CSI, 12x08, "Crime After Crime":
Bad show! *cold clocks* Don't do that anymore. I know you think it's really clever and cool that you've been on the air so many years and built such a complex world with established relationships that you can still shock us as much as the other characters by having a longtime background player turn killer. But it does not lessen the betrayal. All I can say is, while Vega is the most recognizable NAME of the detective bunch, I'm very grateful that you at least chose the least interesting PERSON for your smear campaign. I will not miss him. My greatest emotional affectation came from empathizing with Nick at the end, and to a lesser extent, Brass.
(p.s. Ted Danson, this is not news, but you're a tool. Although it was highly amusing when you shot down Greg with the warning that "it's a crime scene, not a date" with Morgan.)
Chuck! You're having an adorable week!
1. Oh, don't tease me by having them get all wistful about a normal life. I want you to have a normal life. I appreciate that you nearly die together or in front of each other on a near-weekly basis and all, and accept that your line of work was necessary for you to meet and fall in love, but that does not mean I am not utterly bored by all the non-almost-dying parts and wish that I could magically flip a switch in your brains to make you either forget all about this life, or work in an entirely behind-the-scenes, office-type capacity.
2. I mean, you're allowed to tease if it results in pretty kissing that Morgan kindly did not interrupt. I'm just saying, think about throwing in the towel for that house with the picket fence.
3. But speaking of nearly-dying, I did appreciate Sarah hopping into a Bomb Car with her foot on a brake-pad-turned-pressure-switch. Always fun to have Chuck responsible for on-the-spot rescuing. Apparently the mid-danger hugging was cut for time, alas. I don't see why. More hugging + dead Morgan = win/win.
4. I like that you're still pursuing this, Decker. Good man. I always thought you were kind of a tool, in the one episode I knew you before this, but I'm beginning to really root for you.
5. Circling back to the beginning, now that I've gotten to where YouTube stores all their cute scenes, I really liked Sarah's subplot of wanting one normal friend. Very cute. I rarely have much use for her if she's not talking to or about Chuck, but she started to shine on her own with this.

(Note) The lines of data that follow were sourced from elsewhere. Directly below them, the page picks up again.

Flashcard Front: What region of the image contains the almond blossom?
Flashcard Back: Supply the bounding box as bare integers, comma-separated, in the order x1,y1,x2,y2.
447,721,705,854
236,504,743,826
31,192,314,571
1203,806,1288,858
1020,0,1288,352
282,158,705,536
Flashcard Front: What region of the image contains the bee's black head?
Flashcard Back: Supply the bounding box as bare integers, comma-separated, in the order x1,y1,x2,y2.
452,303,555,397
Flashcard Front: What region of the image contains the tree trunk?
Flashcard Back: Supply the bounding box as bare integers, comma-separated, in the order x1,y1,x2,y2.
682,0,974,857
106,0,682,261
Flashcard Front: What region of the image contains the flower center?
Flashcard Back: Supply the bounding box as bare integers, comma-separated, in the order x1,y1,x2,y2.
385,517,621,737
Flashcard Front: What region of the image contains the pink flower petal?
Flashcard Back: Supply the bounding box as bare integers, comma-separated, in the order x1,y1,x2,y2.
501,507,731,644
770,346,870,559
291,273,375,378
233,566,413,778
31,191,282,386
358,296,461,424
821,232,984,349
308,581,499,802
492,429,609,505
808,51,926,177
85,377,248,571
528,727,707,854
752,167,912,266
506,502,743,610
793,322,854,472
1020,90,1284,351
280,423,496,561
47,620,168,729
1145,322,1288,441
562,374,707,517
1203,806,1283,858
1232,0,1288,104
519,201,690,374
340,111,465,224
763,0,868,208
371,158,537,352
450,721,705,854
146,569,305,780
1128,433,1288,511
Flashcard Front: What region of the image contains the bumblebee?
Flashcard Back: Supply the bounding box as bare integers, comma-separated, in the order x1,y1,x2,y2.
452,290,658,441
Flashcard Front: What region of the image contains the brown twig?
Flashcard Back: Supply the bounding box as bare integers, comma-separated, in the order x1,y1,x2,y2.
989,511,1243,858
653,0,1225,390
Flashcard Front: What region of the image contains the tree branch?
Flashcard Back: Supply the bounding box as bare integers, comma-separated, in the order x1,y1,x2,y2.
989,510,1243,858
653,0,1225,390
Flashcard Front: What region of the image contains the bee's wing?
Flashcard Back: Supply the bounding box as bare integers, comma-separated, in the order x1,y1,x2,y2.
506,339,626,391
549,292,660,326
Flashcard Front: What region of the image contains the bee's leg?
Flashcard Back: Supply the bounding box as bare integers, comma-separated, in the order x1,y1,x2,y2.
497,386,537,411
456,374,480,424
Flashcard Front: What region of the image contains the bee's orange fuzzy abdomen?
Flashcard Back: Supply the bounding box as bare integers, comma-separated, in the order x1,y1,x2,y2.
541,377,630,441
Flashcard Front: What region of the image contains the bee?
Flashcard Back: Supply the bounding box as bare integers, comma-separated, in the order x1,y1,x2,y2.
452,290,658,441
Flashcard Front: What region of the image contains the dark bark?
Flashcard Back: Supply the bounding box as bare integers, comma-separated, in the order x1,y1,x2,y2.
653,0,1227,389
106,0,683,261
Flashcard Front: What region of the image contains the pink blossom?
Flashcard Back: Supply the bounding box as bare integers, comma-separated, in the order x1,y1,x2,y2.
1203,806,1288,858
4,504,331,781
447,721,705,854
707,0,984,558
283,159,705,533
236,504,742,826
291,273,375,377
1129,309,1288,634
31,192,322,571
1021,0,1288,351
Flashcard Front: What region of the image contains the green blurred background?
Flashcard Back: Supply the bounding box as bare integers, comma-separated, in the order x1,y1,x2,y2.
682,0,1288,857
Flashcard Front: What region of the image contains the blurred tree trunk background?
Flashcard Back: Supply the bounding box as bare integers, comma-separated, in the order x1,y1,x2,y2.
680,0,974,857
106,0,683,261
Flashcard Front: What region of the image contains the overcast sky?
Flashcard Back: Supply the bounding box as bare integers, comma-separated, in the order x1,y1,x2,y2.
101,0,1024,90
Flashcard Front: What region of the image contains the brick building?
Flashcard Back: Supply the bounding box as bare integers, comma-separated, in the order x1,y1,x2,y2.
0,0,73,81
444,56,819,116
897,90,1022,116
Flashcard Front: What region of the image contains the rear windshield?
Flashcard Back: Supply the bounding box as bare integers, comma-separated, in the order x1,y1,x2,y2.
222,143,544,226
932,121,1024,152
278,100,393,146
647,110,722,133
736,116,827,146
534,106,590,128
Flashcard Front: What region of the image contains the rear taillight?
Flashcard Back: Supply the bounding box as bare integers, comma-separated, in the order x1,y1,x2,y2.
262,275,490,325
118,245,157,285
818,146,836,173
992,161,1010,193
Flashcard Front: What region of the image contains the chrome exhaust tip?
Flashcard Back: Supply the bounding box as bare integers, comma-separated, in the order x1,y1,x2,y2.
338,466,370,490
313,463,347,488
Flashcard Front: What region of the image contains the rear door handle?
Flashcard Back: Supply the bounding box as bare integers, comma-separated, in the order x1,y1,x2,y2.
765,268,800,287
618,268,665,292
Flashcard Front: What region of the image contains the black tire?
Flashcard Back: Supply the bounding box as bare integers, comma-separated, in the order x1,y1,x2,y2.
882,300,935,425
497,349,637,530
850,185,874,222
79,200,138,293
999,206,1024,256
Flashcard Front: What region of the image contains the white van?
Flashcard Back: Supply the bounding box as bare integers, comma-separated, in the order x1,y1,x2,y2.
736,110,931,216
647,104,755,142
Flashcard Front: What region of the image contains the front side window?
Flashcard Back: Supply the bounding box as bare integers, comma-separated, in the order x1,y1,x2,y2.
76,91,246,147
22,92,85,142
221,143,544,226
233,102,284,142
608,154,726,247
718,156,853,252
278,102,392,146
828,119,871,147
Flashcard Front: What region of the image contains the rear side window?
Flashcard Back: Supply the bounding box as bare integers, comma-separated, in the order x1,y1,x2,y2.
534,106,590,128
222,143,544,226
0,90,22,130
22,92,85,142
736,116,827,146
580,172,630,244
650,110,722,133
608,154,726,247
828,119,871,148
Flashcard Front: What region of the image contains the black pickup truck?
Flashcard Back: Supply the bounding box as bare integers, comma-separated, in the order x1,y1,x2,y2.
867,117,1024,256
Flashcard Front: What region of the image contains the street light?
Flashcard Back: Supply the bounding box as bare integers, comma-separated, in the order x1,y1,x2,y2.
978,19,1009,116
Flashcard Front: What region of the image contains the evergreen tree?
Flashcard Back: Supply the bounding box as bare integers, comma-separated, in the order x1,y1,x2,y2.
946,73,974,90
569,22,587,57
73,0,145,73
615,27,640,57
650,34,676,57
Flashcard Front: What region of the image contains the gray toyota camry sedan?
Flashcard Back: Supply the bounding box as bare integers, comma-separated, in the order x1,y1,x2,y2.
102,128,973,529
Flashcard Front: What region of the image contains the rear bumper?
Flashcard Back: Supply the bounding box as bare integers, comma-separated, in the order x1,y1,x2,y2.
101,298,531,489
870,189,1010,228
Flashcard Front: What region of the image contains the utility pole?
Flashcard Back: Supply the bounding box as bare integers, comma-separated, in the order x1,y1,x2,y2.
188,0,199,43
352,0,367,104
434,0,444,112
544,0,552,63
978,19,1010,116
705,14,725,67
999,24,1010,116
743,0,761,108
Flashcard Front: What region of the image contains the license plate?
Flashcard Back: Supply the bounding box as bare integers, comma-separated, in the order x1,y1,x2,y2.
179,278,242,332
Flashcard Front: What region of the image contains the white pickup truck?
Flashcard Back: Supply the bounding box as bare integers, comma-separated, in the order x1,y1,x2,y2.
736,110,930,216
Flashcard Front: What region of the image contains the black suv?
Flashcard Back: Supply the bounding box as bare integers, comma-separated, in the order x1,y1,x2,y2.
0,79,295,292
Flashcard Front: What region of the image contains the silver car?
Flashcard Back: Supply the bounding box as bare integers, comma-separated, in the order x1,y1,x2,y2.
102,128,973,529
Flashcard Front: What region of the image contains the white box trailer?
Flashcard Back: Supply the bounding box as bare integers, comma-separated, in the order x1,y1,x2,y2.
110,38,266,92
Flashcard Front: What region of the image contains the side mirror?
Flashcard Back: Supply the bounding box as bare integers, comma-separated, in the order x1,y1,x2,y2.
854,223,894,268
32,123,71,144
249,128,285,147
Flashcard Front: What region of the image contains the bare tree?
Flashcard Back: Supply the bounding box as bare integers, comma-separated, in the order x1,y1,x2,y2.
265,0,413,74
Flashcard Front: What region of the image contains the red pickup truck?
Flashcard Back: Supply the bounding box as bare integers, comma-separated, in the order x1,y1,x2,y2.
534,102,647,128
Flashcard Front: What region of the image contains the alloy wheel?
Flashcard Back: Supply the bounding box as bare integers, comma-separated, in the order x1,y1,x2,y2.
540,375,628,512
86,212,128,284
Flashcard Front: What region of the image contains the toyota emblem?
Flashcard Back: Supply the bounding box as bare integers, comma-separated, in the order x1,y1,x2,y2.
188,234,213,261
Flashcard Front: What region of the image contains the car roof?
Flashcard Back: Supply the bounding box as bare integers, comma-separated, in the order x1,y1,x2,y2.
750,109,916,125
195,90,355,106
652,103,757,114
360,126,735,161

(it vaguely worries me how much I INTENSELY DISLIKE THE ENTIRE CAST OF THIS SHOW; Sarah's lucky to ride neutral. Only Chuck & Alex are thoroughly approved, so far. Possibly Beckman, as of this episode. And, well, Decker.)
6. I still liked the family dinner ending, though. There was kissing. I am addicted to fuzzy, One Big Happy Family moments.
CSI: NY was a giant snoozefest of Jo's Past Issues On Trial + a plot recycled off Law & Order: SVU; let's swap it out for CSI: Miami:
Giving Cold Case a run for its heartwrenching murder victims, I see. I forgot what it is like to have your stomach turned inside out by a murder. Somehow it seems more awful when it's an old one. Granted, there are two gaping questions from the beginning -- one, how was witness testimony of them being in the vicinity enough to convict those kids? And two, why did the witness recant his or her statement in the first place? -- but after that it was a pretty interesting race to solve both past and present murders. The flashbacks are currently haunting me more than either of the Miami Taunter episodes, though. That is some dark stuff you got going on, 1992 Miami.
It's been a couple weeks; I should probably mention Survivor again, now that all of the red team is no more (save the awkward traitor with whom I deeply regret casting my first-episode allegiance; look, sometimes you get a Stephen and sometimes you just want to ogle the island Adonis/Will Turner hybrid). I'd be more upset if they weren't as in love with Ozzy as I am and dedicated to filming his Survivor-royalty self continue to be brilliant on Redemption Island. I've been mourning the loss of Ponderosa footage, but I'm agreeable enough to this. I looked like a pointing spaniel during the first immunity challenge, I was so rigidly fixated on the screen, nails between my teeth and hyper-terrified that he would somehow end up out before the two losers on either side of him after all.
And that is probably why I haven't been posting Survivor updates for you, Future Me, because that's pretty much all I care about when I am not actively watching the challenges, which are (almost) always entertaining. Speaking of which, can I call a moratorium on carrying food/liquid in your mouth and spitting it out for challenges? That's fucking disgusting, Survivor. It's worse than mud and gross food challenges combined.
People for whom I am currently rooting to win: Ozzy (probably impossible; I will settle for him making it to the last week of airing though), Dawn (even less possible), Coach if no better options, and Sophie. Out of everyone, Sophie seems like my best shot.
P.S. For real, though, has Rick spoken more than two sentences on camera the entire season? This is almost worse than Invisible Brett's and Kelly's edits.